Cinco de Mayo History in Puebla

Tomorrow is Cinco de Mayo, and while most of us will celebrate with a taco and a margarita, the origins of this holiday are honorable and remarkable. On May 5, 1862, the Mexican Army successfully defeated the French forces at the Battle of Puebla. I had the opportunity to visit Puebla, Mexico, and learned all about the history and significance of this day.

After flying into Mexico City, I drove nearly 2.5 hours to reach Puebla. The city is bustling with a population of over 2 million people, making it the fourth largest city in Mexico. A vibrant place with renowned architecture, Puebla was declared a World Heritage Site in 1987. The forts where the Battle of Puebla took place are an often-visited site, which is where I spent one of my days.

The French invaded Mexico in 1861 with a larger and more-equipped army to demand reimbursement for their debt. On May 5, 1862, the French army attacked Puebla and faced a resilient Mexican defense. That same day, the French retreated and surrendered the Battle of Puebla. While the French would go on to capture Mexico City and establish reign until 1867, the Battle of Puebla was a more symbolic victory that helped boost confidence and patriotism for the country.
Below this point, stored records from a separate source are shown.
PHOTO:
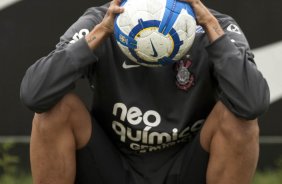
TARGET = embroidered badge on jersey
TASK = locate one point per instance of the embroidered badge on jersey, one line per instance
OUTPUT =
(184, 78)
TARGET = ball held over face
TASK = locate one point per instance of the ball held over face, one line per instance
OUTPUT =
(155, 32)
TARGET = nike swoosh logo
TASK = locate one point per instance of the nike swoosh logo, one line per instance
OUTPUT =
(126, 66)
(154, 50)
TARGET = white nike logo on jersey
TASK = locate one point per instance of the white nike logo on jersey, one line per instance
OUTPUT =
(128, 66)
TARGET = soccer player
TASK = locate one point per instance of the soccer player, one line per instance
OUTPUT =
(191, 122)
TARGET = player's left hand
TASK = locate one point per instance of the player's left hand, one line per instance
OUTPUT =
(203, 15)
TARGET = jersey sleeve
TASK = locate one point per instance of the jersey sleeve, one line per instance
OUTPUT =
(242, 87)
(51, 77)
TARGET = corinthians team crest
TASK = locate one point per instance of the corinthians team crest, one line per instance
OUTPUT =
(184, 78)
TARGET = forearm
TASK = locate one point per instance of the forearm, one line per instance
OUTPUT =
(47, 80)
(97, 36)
(207, 21)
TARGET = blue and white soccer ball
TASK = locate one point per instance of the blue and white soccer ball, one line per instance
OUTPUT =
(155, 32)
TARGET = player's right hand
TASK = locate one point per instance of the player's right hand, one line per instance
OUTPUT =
(108, 22)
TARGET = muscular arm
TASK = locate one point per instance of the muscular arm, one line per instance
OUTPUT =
(54, 75)
(242, 87)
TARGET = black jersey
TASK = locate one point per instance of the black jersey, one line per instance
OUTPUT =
(147, 109)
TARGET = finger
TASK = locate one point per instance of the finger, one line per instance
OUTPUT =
(116, 2)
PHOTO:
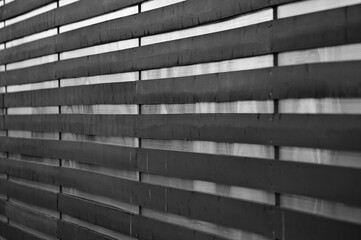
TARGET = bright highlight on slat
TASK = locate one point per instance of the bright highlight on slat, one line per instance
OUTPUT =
(241, 21)
(33, 13)
(103, 18)
(310, 6)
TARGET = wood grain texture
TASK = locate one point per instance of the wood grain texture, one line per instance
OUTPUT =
(86, 152)
(337, 27)
(327, 131)
(34, 196)
(12, 233)
(323, 182)
(175, 17)
(36, 221)
(321, 80)
(19, 7)
(68, 14)
(266, 220)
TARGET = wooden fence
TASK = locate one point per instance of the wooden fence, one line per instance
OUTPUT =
(196, 119)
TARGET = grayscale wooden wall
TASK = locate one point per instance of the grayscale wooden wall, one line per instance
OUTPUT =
(180, 119)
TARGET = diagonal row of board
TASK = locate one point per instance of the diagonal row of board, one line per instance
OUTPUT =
(180, 119)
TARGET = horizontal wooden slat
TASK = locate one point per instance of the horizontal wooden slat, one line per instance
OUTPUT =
(316, 131)
(338, 132)
(30, 219)
(300, 226)
(105, 217)
(324, 182)
(92, 153)
(125, 223)
(112, 93)
(104, 125)
(334, 27)
(35, 196)
(214, 209)
(15, 233)
(318, 181)
(18, 7)
(324, 80)
(61, 16)
(170, 18)
(91, 182)
(265, 219)
(68, 230)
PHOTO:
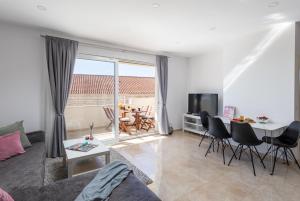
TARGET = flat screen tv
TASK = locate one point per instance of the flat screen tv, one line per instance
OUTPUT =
(203, 102)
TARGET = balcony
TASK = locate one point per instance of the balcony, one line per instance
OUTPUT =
(82, 110)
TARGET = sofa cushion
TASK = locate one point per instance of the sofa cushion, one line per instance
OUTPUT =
(24, 170)
(17, 126)
(131, 189)
(10, 145)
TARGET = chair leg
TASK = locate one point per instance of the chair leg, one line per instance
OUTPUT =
(209, 147)
(287, 160)
(202, 138)
(294, 158)
(223, 148)
(262, 162)
(231, 149)
(233, 154)
(274, 162)
(263, 158)
(241, 152)
(252, 160)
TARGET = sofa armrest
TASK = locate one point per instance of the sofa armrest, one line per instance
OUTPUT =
(36, 136)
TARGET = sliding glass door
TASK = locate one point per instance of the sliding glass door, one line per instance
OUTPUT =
(112, 99)
(137, 102)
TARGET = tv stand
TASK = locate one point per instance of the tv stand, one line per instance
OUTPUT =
(192, 123)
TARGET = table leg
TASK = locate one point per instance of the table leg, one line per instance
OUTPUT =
(107, 158)
(272, 151)
(70, 169)
(64, 160)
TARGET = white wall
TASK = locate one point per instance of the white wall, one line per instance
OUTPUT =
(177, 90)
(21, 85)
(205, 75)
(257, 73)
(297, 70)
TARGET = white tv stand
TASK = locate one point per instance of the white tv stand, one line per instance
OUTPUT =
(192, 123)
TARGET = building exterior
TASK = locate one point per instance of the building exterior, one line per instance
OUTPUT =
(90, 93)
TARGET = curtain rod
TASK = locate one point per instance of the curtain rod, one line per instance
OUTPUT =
(105, 47)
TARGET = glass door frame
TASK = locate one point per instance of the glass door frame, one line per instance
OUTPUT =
(115, 126)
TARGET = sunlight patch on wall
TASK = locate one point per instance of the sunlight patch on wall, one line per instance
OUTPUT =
(257, 52)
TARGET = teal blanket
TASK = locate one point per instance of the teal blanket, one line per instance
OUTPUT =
(108, 178)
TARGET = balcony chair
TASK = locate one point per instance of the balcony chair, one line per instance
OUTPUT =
(148, 121)
(124, 122)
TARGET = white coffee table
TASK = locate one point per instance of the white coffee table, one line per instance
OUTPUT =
(71, 157)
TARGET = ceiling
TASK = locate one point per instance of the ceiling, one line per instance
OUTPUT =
(182, 27)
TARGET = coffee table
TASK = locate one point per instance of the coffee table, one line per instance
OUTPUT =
(71, 157)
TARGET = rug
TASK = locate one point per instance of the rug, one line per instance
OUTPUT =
(54, 169)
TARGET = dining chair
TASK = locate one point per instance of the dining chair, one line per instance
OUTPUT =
(204, 121)
(244, 135)
(219, 133)
(286, 141)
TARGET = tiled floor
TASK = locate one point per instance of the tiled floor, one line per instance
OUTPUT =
(182, 173)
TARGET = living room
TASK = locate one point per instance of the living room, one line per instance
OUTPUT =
(67, 69)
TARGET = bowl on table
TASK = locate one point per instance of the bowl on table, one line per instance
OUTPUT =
(262, 119)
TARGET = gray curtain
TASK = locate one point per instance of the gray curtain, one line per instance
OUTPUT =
(61, 54)
(162, 73)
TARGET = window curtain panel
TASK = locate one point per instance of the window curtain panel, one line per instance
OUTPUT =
(61, 54)
(162, 73)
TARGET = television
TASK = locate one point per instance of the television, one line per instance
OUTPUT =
(203, 102)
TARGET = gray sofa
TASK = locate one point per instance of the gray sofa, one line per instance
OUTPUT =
(23, 176)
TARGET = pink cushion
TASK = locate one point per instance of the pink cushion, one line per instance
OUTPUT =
(4, 196)
(10, 145)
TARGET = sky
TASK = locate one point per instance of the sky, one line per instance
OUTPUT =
(93, 67)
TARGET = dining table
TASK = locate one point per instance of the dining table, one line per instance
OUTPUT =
(269, 129)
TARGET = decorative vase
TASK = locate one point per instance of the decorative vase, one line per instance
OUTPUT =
(91, 131)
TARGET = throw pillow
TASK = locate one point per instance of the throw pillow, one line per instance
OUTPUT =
(15, 127)
(10, 145)
(4, 196)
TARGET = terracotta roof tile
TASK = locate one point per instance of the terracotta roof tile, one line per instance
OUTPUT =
(103, 84)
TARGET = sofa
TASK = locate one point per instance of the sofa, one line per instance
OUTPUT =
(23, 177)
(27, 169)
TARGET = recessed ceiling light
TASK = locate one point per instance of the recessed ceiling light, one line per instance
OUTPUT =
(273, 4)
(212, 28)
(41, 7)
(155, 5)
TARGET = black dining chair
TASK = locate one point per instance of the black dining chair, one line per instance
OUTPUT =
(287, 140)
(204, 121)
(220, 134)
(244, 135)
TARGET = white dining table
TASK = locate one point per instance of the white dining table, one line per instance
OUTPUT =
(268, 128)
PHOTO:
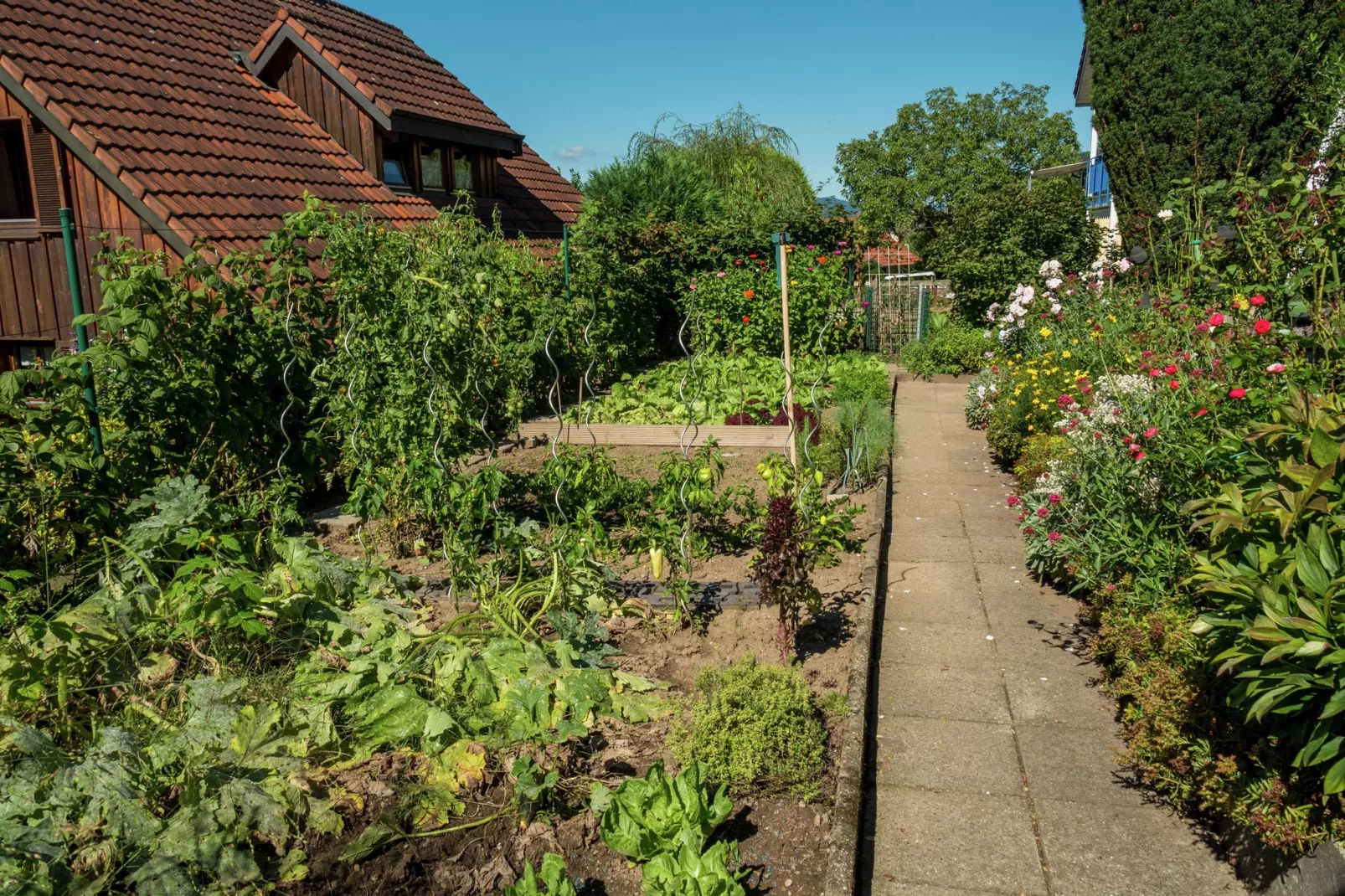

Today, the battle is commemorated in Puebla with a parade and a reenactment. The event is only truly observed regionally and is not considered a major holiday throughout the rest of the country. The party however certainly heats up north in the United States, where they day is celebrated culturally for Mexican heritage.

Enjoy the festivities and try to incorporate mole into your party menu – after all, Puebla is its birthplace!